Perhaps one of the most unforeseen repercussions of climate change is its effect on the flight of some aircraft. According to a 2015 study, the extreme heat associated with rising temperatures can alter airplanes' takeoff weight. The warmer the air is, the less dense it is and the more difficult it becomes for a plane to attain the necessary lift under its wings for flight. This is one of the reasons why long-distance flights from the Middle East are almost always conducted at night. With temperature rises across the US seeing no end in sight, it is increasingly possible that this same practice could be adopted for internal flights in the US. Another outcome may be that airlines might be forced to leave luggage behind or even bump passengers to ensure an acceptable weight for the flight.

Air temperature is an important factor affecting the quality of a journey by an aeroplane. 

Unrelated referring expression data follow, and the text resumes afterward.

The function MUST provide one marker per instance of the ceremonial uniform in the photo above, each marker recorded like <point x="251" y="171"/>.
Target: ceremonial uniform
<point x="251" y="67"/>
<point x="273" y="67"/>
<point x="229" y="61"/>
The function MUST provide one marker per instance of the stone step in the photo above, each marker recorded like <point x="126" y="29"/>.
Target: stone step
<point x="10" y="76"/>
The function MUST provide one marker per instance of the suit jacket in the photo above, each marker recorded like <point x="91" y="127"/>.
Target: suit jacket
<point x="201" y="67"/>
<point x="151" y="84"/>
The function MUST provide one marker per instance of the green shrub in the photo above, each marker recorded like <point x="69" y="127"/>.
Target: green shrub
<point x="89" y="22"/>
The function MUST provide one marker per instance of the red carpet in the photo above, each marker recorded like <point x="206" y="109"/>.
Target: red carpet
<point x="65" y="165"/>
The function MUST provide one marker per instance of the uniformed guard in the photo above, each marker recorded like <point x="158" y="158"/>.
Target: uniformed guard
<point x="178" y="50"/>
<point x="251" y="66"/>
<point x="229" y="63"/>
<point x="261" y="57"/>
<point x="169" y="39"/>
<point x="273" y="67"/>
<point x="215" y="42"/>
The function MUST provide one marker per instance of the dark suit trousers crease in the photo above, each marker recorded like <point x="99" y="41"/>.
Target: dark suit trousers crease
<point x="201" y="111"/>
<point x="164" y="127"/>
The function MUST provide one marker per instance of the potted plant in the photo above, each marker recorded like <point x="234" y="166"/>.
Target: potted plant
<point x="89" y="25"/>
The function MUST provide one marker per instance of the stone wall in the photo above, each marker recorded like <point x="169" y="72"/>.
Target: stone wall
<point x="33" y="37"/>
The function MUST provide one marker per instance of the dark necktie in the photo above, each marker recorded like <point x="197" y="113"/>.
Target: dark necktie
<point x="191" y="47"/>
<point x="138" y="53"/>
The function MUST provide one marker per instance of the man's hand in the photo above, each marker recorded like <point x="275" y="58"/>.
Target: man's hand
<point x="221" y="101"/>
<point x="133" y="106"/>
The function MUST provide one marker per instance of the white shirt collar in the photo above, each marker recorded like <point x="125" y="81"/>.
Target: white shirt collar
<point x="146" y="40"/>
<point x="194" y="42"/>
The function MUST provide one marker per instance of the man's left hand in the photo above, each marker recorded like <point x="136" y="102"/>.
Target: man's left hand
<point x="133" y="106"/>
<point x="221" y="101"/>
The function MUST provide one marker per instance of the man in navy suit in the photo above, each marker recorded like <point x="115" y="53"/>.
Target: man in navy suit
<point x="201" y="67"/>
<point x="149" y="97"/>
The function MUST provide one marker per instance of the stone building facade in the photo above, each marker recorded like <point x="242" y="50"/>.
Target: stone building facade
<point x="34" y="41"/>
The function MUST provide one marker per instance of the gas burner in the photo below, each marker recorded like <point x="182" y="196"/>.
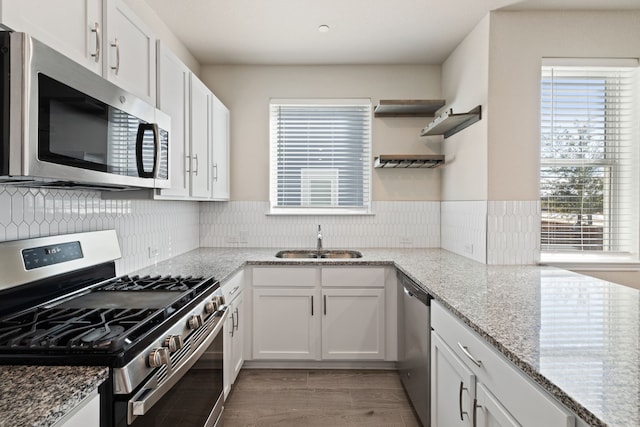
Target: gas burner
<point x="165" y="283"/>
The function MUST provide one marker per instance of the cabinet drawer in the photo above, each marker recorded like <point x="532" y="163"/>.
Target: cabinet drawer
<point x="524" y="399"/>
<point x="286" y="276"/>
<point x="353" y="277"/>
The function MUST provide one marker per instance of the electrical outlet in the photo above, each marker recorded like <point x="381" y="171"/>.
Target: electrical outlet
<point x="406" y="241"/>
<point x="153" y="252"/>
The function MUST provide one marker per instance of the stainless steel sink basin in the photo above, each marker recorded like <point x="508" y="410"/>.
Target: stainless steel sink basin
<point x="304" y="253"/>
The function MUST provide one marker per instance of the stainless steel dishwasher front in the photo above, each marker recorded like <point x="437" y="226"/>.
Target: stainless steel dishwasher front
<point x="415" y="345"/>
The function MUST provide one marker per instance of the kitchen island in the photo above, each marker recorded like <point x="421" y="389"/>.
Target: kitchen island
<point x="575" y="336"/>
<point x="41" y="396"/>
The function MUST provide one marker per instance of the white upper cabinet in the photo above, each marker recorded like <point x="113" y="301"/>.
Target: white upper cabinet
<point x="130" y="51"/>
<point x="75" y="30"/>
<point x="199" y="147"/>
<point x="102" y="35"/>
<point x="174" y="99"/>
<point x="220" y="143"/>
<point x="200" y="161"/>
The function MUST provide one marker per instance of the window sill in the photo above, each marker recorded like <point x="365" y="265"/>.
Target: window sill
<point x="591" y="262"/>
<point x="318" y="212"/>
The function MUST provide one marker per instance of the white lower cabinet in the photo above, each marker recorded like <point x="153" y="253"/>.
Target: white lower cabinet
<point x="353" y="324"/>
<point x="489" y="412"/>
<point x="472" y="384"/>
<point x="85" y="414"/>
<point x="298" y="315"/>
<point x="452" y="387"/>
<point x="234" y="330"/>
<point x="286" y="323"/>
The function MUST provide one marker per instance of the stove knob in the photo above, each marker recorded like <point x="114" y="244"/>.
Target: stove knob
<point x="159" y="356"/>
<point x="195" y="321"/>
<point x="218" y="300"/>
<point x="210" y="307"/>
<point x="173" y="343"/>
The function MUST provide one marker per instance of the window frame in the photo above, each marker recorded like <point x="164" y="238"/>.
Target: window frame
<point x="613" y="193"/>
<point x="332" y="173"/>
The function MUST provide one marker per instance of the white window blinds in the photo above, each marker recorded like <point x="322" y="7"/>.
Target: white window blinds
<point x="588" y="158"/>
<point x="320" y="156"/>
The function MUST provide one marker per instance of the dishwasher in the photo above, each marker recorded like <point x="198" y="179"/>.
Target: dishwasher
<point x="414" y="345"/>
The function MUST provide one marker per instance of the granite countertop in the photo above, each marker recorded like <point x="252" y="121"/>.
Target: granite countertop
<point x="576" y="336"/>
<point x="39" y="396"/>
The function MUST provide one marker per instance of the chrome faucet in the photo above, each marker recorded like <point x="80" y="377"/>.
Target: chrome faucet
<point x="319" y="244"/>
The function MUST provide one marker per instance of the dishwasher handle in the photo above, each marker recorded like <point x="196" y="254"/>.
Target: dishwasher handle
<point x="414" y="290"/>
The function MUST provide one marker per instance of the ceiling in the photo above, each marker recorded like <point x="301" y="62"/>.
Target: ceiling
<point x="360" y="31"/>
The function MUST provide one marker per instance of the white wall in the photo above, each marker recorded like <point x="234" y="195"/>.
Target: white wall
<point x="518" y="41"/>
<point x="246" y="90"/>
<point x="465" y="82"/>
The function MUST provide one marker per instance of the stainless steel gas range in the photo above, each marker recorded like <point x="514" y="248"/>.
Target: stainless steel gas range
<point x="61" y="304"/>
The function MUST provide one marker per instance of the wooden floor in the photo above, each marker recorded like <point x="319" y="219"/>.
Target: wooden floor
<point x="304" y="398"/>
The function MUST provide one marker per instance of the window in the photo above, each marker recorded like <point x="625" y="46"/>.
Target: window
<point x="589" y="158"/>
<point x="320" y="156"/>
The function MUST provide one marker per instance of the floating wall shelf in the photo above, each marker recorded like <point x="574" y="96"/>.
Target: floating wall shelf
<point x="449" y="123"/>
<point x="409" y="160"/>
<point x="408" y="108"/>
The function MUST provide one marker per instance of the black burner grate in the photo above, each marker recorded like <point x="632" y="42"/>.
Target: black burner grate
<point x="111" y="318"/>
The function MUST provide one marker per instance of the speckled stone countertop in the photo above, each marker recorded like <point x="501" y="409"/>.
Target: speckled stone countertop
<point x="39" y="396"/>
<point x="576" y="336"/>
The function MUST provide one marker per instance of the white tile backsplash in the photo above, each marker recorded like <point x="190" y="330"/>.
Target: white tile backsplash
<point x="148" y="231"/>
<point x="393" y="224"/>
<point x="464" y="228"/>
<point x="513" y="229"/>
<point x="493" y="232"/>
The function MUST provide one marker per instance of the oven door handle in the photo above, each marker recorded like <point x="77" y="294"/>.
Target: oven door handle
<point x="151" y="393"/>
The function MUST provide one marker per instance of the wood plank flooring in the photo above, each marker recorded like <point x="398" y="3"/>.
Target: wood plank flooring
<point x="301" y="398"/>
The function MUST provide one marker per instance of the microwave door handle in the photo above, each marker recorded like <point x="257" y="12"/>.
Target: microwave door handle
<point x="142" y="129"/>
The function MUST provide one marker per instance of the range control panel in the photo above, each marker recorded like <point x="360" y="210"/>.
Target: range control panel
<point x="49" y="255"/>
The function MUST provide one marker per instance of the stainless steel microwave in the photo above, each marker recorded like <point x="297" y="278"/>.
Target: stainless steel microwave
<point x="64" y="126"/>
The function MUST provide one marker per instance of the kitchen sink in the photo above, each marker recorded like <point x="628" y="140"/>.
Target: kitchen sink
<point x="306" y="253"/>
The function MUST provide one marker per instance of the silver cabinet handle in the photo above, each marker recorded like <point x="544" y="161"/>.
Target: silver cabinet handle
<point x="195" y="169"/>
<point x="151" y="392"/>
<point x="96" y="54"/>
<point x="116" y="44"/>
<point x="464" y="349"/>
<point x="236" y="319"/>
<point x="475" y="412"/>
<point x="460" y="390"/>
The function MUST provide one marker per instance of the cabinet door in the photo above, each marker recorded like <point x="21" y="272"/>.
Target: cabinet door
<point x="286" y="324"/>
<point x="130" y="51"/>
<point x="200" y="139"/>
<point x="74" y="30"/>
<point x="452" y="387"/>
<point x="489" y="412"/>
<point x="173" y="99"/>
<point x="220" y="143"/>
<point x="353" y="324"/>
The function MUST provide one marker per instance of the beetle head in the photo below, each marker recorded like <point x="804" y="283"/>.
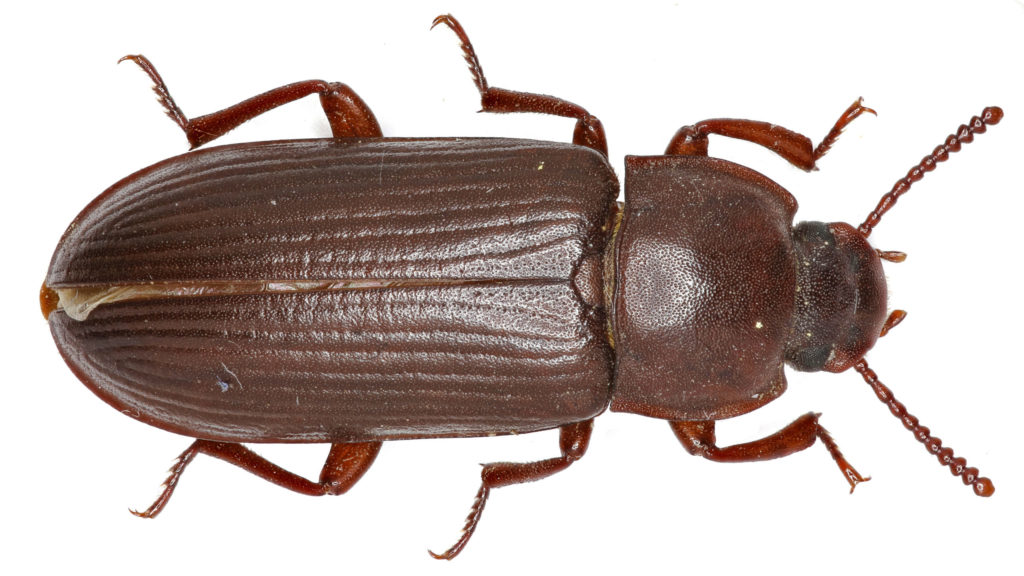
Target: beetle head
<point x="841" y="297"/>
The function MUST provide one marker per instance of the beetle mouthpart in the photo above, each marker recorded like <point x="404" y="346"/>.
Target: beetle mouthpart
<point x="893" y="321"/>
<point x="47" y="300"/>
<point x="891" y="255"/>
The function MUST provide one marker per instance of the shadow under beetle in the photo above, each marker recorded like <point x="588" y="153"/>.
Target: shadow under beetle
<point x="360" y="289"/>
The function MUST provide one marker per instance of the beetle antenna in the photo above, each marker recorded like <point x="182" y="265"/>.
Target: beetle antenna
<point x="965" y="134"/>
<point x="982" y="486"/>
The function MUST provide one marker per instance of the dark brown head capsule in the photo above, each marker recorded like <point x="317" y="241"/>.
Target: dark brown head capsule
<point x="363" y="289"/>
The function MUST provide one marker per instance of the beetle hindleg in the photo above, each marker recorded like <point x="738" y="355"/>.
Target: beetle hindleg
<point x="795" y="148"/>
<point x="589" y="131"/>
<point x="698" y="439"/>
<point x="572" y="441"/>
<point x="345" y="465"/>
<point x="346" y="112"/>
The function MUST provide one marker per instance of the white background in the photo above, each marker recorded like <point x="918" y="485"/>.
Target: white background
<point x="74" y="123"/>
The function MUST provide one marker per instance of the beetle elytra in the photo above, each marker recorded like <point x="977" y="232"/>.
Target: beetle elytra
<point x="361" y="289"/>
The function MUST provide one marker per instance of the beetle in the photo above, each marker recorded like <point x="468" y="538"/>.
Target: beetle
<point x="359" y="289"/>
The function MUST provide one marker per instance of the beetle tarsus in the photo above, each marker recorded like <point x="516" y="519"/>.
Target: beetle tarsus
<point x="855" y="110"/>
<point x="698" y="439"/>
<point x="589" y="130"/>
<point x="469" y="527"/>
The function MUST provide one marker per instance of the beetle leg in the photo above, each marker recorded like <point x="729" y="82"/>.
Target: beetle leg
<point x="589" y="131"/>
<point x="698" y="439"/>
<point x="572" y="441"/>
<point x="345" y="465"/>
<point x="346" y="112"/>
<point x="795" y="148"/>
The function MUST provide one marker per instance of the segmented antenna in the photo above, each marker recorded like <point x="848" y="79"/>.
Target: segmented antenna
<point x="970" y="476"/>
<point x="965" y="134"/>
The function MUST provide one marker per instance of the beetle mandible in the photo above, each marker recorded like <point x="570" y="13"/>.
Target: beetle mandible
<point x="361" y="289"/>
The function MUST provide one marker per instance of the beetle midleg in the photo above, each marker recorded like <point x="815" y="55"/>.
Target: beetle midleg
<point x="572" y="441"/>
<point x="698" y="439"/>
<point x="795" y="148"/>
<point x="348" y="114"/>
<point x="344" y="466"/>
<point x="589" y="131"/>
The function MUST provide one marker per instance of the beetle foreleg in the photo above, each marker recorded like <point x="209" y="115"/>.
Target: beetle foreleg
<point x="345" y="465"/>
<point x="346" y="112"/>
<point x="795" y="148"/>
<point x="589" y="131"/>
<point x="572" y="441"/>
<point x="698" y="439"/>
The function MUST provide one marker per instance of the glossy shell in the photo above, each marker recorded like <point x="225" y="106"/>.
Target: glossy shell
<point x="437" y="288"/>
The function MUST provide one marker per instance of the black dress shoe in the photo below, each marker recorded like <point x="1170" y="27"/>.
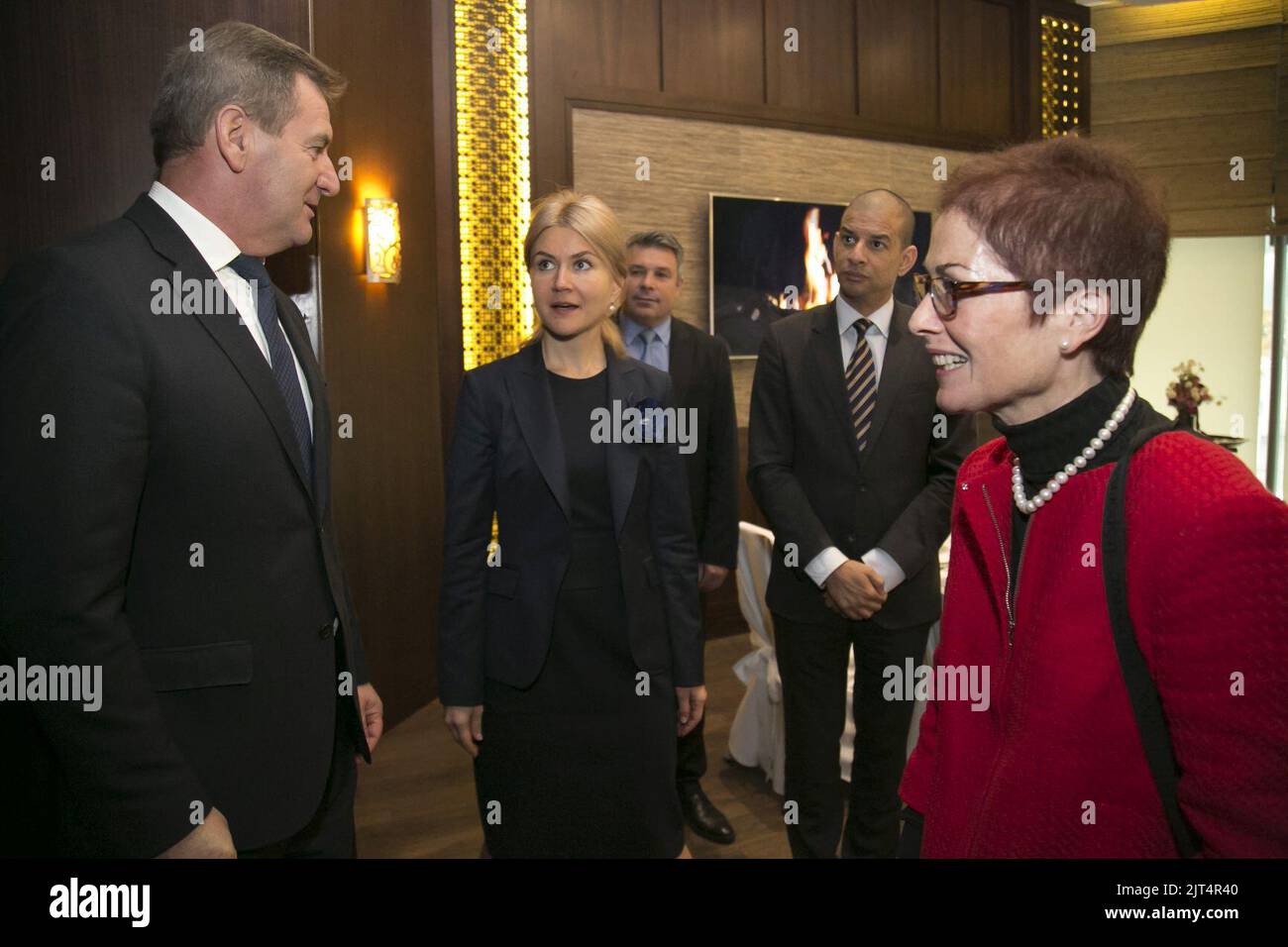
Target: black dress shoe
<point x="703" y="818"/>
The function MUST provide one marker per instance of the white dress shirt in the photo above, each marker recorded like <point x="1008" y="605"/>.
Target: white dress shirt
<point x="877" y="335"/>
<point x="218" y="250"/>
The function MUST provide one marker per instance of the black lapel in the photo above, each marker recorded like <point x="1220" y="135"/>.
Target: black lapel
<point x="535" y="410"/>
<point x="625" y="388"/>
<point x="297" y="337"/>
<point x="902" y="352"/>
<point x="168" y="240"/>
<point x="681" y="361"/>
<point x="824" y="346"/>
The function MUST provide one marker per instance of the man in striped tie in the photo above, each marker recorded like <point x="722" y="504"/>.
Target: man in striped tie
<point x="853" y="466"/>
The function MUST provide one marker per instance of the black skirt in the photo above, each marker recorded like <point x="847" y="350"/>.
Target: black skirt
<point x="583" y="763"/>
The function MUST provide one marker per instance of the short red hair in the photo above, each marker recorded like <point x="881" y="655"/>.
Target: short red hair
<point x="1073" y="206"/>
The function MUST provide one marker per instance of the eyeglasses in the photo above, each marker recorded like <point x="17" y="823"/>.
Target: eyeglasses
<point x="944" y="292"/>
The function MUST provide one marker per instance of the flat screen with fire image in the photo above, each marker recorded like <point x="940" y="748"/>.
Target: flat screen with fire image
<point x="771" y="258"/>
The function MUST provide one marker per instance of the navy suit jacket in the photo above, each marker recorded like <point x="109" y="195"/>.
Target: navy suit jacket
<point x="506" y="458"/>
<point x="816" y="489"/>
<point x="219" y="673"/>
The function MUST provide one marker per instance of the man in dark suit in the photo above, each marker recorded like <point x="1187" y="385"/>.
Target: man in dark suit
<point x="165" y="496"/>
<point x="702" y="379"/>
<point x="854" y="468"/>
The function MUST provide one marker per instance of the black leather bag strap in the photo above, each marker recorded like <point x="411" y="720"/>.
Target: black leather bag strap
<point x="1145" y="702"/>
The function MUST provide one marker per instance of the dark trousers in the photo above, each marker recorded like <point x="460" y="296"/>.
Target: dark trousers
<point x="691" y="755"/>
<point x="691" y="750"/>
<point x="812" y="661"/>
<point x="330" y="832"/>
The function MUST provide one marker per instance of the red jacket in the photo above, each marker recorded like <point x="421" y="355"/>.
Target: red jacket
<point x="1207" y="577"/>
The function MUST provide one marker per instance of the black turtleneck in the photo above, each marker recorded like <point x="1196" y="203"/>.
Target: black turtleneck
<point x="1046" y="444"/>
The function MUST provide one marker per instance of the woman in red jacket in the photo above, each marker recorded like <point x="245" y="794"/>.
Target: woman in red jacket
<point x="1044" y="262"/>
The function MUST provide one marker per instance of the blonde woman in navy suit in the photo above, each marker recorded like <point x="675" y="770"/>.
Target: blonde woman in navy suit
<point x="568" y="669"/>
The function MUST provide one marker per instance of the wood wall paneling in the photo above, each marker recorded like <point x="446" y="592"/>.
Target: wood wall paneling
<point x="381" y="343"/>
<point x="1117" y="25"/>
<point x="975" y="67"/>
<point x="1183" y="55"/>
<point x="81" y="78"/>
<point x="898" y="60"/>
<point x="1185" y="88"/>
<point x="713" y="50"/>
<point x="595" y="43"/>
<point x="819" y="76"/>
<point x="1185" y="97"/>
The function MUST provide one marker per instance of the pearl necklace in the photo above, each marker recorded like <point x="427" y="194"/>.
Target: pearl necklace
<point x="1078" y="463"/>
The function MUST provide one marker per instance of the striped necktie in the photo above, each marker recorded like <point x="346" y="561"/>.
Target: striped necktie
<point x="861" y="384"/>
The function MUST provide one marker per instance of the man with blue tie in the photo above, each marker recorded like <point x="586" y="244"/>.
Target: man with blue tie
<point x="165" y="496"/>
<point x="853" y="466"/>
<point x="702" y="379"/>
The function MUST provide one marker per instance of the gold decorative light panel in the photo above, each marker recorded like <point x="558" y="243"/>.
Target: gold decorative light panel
<point x="1063" y="76"/>
<point x="493" y="175"/>
<point x="382" y="240"/>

To add on, the previously mentioned risk of flooding can also significantly affect airports, as many are situated upon land at low elevation or close to the coast. Travel disruptions can also occur once in the air, as increasing temperatures can result in stronger winds that would subsequently cause more turbulence. As such, the recreational travel industry as a whole may be disrupted, especially since many of the most popular travel destinations are those that will be most acutely affected by climate change. These include destinations such as Hawaii and Florida's Miami Beach, the latter of which has been recently subjected to toxic algal blooms.

With such looming consequences on the horizon, climate change is an issue that must be given much more significant levels of attention. Although researchers across the globe have come to the consensus that we are past the point of fully reversing climate change, we still can mitigate its future effects and prepare for a much more harmonious existence with nature in the decades to come.